REFLEXes continue toujours ses enquêtes sur l’extrême droite (FPIP, PNFE, Nouvel Ordre Européen et un petit nouveau le KKK français) et développe ses contacts à l’étranger (Dossier sur la Grande-Bretagne, dans le n°31 de l’été 1990). L’appel de Gilles Perrault « Le temps de la contre-offensive est venu » est publié (n°31 été 1990), mais l’initiative dite de « l’Appel des 250 » est très vite critiquée (n°32 octobre 1990) : « Poser le problème de la lutte antifasciste de façon structurelle : unité, front uni, front républicain, n’est ce pas mettre la charrue avant les bœufs ? La proposition des 250 de collectifs unitaires reposant sur de simples agrégations d’organisations n’est-elle pas un échec consommé depuis de longues années ? C’est une des raisons qui avait vu le Scalp apparaître à Toulouse en 1984, et c’est l’absence totale de réactions face au Front national et aux fascistes qui a donné naissance depuis trois ans à des Scalps dans toute la France… L’affirmation d’un discours alternatif et radical sera-t-il noyé par les machineries politiciennes ? Il ne tient qu’à nous qu’il en soit autrement ».

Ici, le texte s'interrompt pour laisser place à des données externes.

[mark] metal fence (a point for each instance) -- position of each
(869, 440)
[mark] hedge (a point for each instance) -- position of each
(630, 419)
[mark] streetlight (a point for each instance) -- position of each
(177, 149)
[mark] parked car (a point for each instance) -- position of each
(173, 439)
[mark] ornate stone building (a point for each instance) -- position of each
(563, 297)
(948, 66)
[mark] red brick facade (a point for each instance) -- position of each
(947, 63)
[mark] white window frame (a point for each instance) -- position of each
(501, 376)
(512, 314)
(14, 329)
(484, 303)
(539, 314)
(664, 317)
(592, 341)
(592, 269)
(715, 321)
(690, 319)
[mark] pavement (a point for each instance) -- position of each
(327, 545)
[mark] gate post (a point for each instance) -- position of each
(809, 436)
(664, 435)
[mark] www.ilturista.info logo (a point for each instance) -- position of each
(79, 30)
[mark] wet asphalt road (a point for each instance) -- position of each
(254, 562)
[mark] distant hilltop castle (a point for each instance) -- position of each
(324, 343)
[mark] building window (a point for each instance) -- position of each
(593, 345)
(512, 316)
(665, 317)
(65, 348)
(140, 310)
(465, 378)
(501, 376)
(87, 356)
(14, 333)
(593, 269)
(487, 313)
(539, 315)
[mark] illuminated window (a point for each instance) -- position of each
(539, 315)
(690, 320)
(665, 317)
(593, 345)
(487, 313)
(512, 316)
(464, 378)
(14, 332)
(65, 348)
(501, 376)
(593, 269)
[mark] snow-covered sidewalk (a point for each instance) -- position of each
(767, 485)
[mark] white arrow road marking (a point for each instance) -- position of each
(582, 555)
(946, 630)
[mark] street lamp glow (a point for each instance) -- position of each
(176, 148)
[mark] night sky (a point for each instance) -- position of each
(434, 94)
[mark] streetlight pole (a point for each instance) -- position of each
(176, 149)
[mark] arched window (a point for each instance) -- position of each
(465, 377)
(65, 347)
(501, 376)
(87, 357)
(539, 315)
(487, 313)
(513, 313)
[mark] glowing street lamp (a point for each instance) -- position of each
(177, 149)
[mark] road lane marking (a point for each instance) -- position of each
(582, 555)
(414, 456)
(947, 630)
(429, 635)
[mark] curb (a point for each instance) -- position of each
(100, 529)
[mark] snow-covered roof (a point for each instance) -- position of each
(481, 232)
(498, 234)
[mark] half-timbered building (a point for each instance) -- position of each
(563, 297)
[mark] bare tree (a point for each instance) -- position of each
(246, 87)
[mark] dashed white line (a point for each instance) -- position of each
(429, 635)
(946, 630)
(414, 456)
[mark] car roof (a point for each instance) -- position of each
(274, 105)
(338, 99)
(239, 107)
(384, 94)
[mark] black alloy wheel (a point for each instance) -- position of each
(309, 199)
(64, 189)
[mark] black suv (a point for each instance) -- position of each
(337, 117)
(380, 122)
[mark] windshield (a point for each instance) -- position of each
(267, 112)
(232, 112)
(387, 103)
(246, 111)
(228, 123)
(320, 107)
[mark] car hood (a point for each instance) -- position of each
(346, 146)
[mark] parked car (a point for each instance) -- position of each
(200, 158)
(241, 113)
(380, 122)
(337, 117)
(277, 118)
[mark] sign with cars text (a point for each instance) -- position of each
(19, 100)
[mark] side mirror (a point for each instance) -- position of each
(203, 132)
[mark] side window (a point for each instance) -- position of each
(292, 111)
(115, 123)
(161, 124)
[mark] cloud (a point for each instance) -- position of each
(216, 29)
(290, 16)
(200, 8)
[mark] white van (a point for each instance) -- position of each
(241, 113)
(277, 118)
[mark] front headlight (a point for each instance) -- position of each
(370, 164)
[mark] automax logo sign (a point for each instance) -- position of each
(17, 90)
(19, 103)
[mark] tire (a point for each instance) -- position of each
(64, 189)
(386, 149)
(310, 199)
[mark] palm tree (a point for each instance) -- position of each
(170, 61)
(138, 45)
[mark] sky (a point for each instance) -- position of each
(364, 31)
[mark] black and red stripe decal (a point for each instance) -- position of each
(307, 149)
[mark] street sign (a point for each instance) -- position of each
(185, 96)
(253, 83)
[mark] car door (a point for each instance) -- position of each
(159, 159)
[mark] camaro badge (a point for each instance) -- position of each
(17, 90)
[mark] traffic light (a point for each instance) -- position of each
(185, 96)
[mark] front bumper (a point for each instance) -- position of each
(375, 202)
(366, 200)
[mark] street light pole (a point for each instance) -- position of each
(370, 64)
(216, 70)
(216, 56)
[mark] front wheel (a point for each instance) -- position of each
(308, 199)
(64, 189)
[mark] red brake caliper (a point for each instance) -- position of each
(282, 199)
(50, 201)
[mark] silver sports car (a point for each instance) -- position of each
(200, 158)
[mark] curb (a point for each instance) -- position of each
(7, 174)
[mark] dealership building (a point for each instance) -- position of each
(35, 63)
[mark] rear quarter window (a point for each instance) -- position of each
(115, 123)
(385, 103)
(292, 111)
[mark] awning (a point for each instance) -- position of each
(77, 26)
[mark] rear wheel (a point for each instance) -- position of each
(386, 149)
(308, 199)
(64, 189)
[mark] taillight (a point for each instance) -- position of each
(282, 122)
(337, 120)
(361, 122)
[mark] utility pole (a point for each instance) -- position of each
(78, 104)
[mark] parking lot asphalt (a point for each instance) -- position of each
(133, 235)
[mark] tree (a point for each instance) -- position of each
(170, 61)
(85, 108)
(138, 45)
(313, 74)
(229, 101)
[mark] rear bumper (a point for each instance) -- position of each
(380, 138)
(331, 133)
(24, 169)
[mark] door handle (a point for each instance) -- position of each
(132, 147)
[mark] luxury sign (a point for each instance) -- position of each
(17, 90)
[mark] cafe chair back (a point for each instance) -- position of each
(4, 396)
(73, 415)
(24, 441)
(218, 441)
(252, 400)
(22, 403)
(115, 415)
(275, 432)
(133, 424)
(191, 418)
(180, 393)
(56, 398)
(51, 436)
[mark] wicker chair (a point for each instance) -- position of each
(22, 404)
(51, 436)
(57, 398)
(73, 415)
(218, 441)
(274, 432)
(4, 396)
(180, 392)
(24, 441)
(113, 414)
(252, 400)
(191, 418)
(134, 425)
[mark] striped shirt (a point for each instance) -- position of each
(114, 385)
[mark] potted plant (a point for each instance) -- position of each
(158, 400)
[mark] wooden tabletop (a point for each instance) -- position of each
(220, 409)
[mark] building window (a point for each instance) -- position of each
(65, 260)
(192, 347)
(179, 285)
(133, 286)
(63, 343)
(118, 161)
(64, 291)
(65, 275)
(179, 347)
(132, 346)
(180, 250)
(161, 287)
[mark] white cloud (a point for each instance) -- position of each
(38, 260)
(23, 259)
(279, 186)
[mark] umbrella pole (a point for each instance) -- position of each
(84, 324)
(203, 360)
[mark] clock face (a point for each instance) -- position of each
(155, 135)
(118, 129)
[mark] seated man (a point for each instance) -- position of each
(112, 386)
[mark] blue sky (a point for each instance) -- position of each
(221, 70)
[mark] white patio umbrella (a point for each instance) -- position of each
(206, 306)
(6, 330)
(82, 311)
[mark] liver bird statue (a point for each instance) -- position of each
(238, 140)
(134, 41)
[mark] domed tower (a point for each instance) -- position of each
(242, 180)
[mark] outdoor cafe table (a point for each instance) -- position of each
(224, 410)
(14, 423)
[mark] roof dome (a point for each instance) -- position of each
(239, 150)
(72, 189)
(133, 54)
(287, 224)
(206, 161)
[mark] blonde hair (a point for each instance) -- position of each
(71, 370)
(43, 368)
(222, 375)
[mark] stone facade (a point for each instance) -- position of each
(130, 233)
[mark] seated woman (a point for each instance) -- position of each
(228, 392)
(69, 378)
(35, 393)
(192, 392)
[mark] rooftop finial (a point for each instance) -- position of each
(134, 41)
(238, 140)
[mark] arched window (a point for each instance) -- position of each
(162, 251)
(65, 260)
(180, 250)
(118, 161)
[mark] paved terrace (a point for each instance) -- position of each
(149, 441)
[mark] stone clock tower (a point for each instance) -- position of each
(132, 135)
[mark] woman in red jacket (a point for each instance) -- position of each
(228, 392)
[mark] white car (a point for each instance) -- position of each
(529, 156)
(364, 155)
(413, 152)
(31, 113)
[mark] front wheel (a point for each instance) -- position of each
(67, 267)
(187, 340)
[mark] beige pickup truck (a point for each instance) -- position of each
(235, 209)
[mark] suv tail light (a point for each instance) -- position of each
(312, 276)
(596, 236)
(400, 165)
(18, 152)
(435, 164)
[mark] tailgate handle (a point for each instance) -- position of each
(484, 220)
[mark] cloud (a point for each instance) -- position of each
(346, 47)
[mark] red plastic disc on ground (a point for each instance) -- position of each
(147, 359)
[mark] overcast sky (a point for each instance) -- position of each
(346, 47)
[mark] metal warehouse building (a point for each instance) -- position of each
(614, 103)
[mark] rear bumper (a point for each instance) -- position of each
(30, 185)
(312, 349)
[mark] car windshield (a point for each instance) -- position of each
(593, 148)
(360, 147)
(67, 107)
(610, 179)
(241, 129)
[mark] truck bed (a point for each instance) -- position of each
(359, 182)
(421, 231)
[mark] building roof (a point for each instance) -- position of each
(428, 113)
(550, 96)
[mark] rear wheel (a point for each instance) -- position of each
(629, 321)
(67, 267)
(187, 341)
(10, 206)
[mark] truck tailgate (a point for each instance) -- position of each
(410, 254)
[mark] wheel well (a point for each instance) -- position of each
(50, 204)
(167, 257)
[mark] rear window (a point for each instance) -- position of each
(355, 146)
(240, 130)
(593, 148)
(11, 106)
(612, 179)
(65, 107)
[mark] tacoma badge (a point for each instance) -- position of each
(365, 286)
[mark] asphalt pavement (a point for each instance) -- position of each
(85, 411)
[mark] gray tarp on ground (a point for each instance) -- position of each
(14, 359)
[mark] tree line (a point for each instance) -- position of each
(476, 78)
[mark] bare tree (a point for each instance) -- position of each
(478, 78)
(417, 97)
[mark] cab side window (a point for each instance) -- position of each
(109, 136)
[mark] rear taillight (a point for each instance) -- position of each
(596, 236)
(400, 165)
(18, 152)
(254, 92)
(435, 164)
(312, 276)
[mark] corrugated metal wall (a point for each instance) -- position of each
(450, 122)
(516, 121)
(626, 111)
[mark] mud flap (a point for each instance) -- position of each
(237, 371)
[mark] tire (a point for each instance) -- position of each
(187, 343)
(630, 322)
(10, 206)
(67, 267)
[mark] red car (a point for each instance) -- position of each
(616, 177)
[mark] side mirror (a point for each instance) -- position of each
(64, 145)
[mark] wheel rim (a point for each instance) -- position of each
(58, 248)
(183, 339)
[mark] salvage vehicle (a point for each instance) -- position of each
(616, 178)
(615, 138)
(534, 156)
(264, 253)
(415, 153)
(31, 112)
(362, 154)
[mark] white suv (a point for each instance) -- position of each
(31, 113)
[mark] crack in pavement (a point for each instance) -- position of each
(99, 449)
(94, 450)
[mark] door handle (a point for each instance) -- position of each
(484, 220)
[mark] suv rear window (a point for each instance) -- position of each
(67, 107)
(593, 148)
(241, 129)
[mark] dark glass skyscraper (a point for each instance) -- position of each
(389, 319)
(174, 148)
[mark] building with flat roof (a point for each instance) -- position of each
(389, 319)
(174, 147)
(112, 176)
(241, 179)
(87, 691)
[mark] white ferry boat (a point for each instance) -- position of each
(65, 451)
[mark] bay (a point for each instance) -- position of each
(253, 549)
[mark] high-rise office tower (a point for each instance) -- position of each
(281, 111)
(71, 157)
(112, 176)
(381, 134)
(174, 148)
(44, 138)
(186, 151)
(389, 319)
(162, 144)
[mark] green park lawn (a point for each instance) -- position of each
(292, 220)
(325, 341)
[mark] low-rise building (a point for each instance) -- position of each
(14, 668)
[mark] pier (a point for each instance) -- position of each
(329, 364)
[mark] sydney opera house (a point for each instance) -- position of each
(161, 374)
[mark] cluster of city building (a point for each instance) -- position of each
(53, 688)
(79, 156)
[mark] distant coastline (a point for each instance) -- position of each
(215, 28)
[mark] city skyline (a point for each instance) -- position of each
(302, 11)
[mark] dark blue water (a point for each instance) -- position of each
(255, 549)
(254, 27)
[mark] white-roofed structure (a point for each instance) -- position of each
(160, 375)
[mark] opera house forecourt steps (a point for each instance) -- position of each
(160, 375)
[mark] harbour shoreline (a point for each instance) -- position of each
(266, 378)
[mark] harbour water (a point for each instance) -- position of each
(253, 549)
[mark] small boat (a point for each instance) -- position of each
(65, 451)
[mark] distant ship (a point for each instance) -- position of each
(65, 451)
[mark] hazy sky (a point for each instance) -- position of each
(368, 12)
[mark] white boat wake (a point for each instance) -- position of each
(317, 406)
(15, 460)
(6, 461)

Cette année se termine par un dossier sur le rock alternatif qui entretient des liens avec le mouvement antifasciste radical explicité dans l’édito du dossier : « Chaque mois nous organisons un ou deux concert où musique et politique se mélangent pour former un cocktail détonnant. Les groupes que nous invitons ont tous en commun d’avoir une autre démarche vis à vis de leur public, d’instaurer de nouvelles règles du jeu où le fric ne serait plus maître… Dans ces concerts, les groupes ne sont pas là «pour animer la soirée» ou attirer les gens dans le giron de quelques officines politicardes, mais parce que leurs préoccupations et leur combat convergent avec les nôtres ». « Dans les années 80, le rock, que l’on n’appelait pas encore alternatif, est né, porté par le mouvement autonome. Les concerts se tenaient dans les espaces libérés, des usines squattées. Avec l’arrivée de la gauche au pouvoir en 1981, le militantisme a régressé… Le mouvement alternatif a évolué vers une plus grande prise en charge : autoproduction, labels indépendants, fanzines, réflexion sur le problème de la distribution, etc… Le rock alternatif a joué un rôle incontestable dans la «repolitisation» d’une partie de la jeunesse, notamment par son engagement antifasciste ».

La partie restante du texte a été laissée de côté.